A Comissão Europeia justifica a medida agora tomada com a defesa do consumidor -- que passará a ter mais opções de compra -- e defende ainda que também será benéfica para a Apple, pois irá aumentar a sua quota de mercado.
A própria empresa de Cupertino, no entanto, discorda. Um porta-voz reagiu: “Estas decisões envolvem-nos em burocracia, diminuindo a capacidade de a Apple de inovar para os utilizadores na Europa, obrigando-nos a oferecer os nossos novos recursos, gratuitamente, a empresas que não precisam de seguir as mesmas regras a que estamos obrigados.”
Atualmente, a Apple oferece já serviços distintos nos EUA e na UE, a nível de Inteligência Artificial, precisamente por as suas ferramentas recentes -- que correm maioritariamente na nuvem -- não serem compatíveis com os restritivos regulamentos de proteção de dados europeus.
Comissão critica pesquisas da Google
Na decisão desta quarta-feira, a Comissão Europeia salientou ainda que a Google, na sua página do motor de busca, dá prioridade aos seus próprios serviços, como o Google Shopping ou a pesquisa de hotéis e voos, beneficiando da sua posição dominante -- mais de 90% das pesquisas na Internet na UE são feitas através desta plataforma.
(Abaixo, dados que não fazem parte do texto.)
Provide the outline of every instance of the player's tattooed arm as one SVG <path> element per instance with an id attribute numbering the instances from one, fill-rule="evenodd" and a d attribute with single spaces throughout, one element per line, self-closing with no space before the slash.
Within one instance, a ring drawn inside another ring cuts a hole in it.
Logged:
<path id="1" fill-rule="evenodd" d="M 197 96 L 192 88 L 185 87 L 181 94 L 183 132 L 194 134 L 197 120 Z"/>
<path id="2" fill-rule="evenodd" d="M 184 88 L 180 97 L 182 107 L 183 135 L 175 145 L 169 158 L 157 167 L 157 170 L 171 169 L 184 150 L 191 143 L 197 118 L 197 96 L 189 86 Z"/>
Este é um processo complexo e já antigo, que tem obrigado a Google a fazer alterações sucessivas na forma como apresenta os resultados das buscas para os utilizadores europeus.
Um dos sinais mais visíveis foi, em novembro, a redução de resultados de estabelecimentos comerciais no serviço Google Maps na página de pesquisa -- que antes surgia imediatamente numa janela lateral e agora surge apenas em baixo e as funcionalidades deste mapa é mais reduzida do que era anteriormente (pode ler mais detalhes AQUI).
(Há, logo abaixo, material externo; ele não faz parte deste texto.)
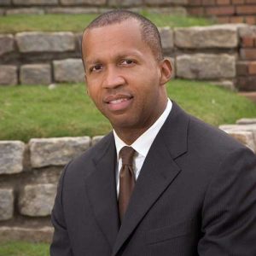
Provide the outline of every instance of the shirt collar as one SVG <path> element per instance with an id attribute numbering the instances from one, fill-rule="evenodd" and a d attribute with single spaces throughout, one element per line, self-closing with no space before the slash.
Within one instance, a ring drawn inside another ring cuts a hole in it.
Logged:
<path id="1" fill-rule="evenodd" d="M 132 147 L 139 154 L 146 157 L 149 148 L 157 136 L 158 132 L 161 129 L 165 121 L 166 120 L 172 108 L 172 103 L 170 99 L 167 101 L 167 105 L 165 111 L 158 118 L 158 119 L 146 131 L 144 131 L 130 147 Z M 125 144 L 117 135 L 113 130 L 113 137 L 116 147 L 117 159 L 119 159 L 119 151 Z"/>

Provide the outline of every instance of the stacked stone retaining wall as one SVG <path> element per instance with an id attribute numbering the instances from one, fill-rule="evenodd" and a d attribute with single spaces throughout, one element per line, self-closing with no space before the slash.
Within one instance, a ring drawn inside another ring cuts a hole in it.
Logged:
<path id="1" fill-rule="evenodd" d="M 174 77 L 215 81 L 230 88 L 235 84 L 244 90 L 256 90 L 255 36 L 251 31 L 256 26 L 160 28 L 164 52 L 173 61 Z M 81 37 L 69 32 L 1 34 L 0 84 L 84 82 Z M 248 43 L 250 38 L 253 43 Z M 249 65 L 247 73 L 241 73 L 241 61 Z"/>
<path id="2" fill-rule="evenodd" d="M 256 152 L 256 119 L 220 128 Z M 49 242 L 50 212 L 63 166 L 102 138 L 0 141 L 0 241 Z M 209 145 L 210 147 L 210 145 Z"/>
Também relativamente aos voos e resultados de hotéis o número de resultados foi reduzido, pois a Comissão Europeia acusava o motor de busca de dar prioridade ao serviço Google Flights.
As alterações não foram, no entanto, suficientes, na ótica do Executivo comunitário.
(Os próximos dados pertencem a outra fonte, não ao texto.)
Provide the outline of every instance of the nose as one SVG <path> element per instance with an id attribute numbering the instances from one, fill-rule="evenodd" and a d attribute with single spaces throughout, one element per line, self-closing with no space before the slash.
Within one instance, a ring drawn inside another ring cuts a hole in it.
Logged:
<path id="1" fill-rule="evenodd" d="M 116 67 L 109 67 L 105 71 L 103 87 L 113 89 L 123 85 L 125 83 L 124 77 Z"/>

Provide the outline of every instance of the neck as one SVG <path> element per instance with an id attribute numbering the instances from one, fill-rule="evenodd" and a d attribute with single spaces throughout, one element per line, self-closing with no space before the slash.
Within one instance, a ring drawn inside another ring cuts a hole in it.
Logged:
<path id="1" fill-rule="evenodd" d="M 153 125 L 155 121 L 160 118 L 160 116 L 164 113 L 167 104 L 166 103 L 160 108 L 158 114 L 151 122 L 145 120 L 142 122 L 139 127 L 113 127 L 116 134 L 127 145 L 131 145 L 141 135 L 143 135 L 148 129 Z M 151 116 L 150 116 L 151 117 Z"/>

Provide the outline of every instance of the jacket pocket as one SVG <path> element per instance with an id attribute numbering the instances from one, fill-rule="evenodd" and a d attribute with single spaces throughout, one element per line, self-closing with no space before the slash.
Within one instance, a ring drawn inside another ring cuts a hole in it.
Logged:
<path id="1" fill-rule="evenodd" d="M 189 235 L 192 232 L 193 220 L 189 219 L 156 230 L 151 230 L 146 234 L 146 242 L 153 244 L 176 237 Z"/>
Já Oliver Bethell argumentou, no referido blog oficial da Google, que ao serem impedidos de "mostrar resultados de viagens que levem as pessoas diretamente aos sites das companhias aéreas, estas acabam normalmente por comprar um bilhete mais caro, porque as companhias aéreas têm de pagar comissões aos sites intermediários. Estas alterações, e muitas outras que tivemos de fazer na Europa, já estão a fazer com que as empresas europeias percam até 30% do tráfego. Os utilizadores estão tão frustrados que muitos estão a recorrer a soluções alternativas desajeitadas para chegar às empresas e à informação que desejam".
Bethell referir-se-á a uma notícia de 5 de março do Telegraph dando conta que tanto a EasyJet como a British Airways vieram publicamente acusar as alterações impostas pela DMA à Google estarem a fazer com que os potenciais clientes não consigam encontrar os preços mais baixos -- e as companhias estão a perder negócio.
Meta (Facebook) também na mira
O Executivo da UE também abriu investigação contra a Meta, em março de 2024 por suspeita de violação da DMA, mas ainda não comunicou qualquer decisão.
A empresa-mãe do Facebook está a ser investigada por causa da política de privacidade de dados do Instagram.
Estas decisões da Comissão Europeia arriscam-se a irritar a administração norte-americana, uma vez que o presidente dos Estados Unidos, Donald Trump, já ameaçou a UE com mais taxas aduaneiras caso surjam medidas restritivas contra as empresas tecnológicas norte-americanas.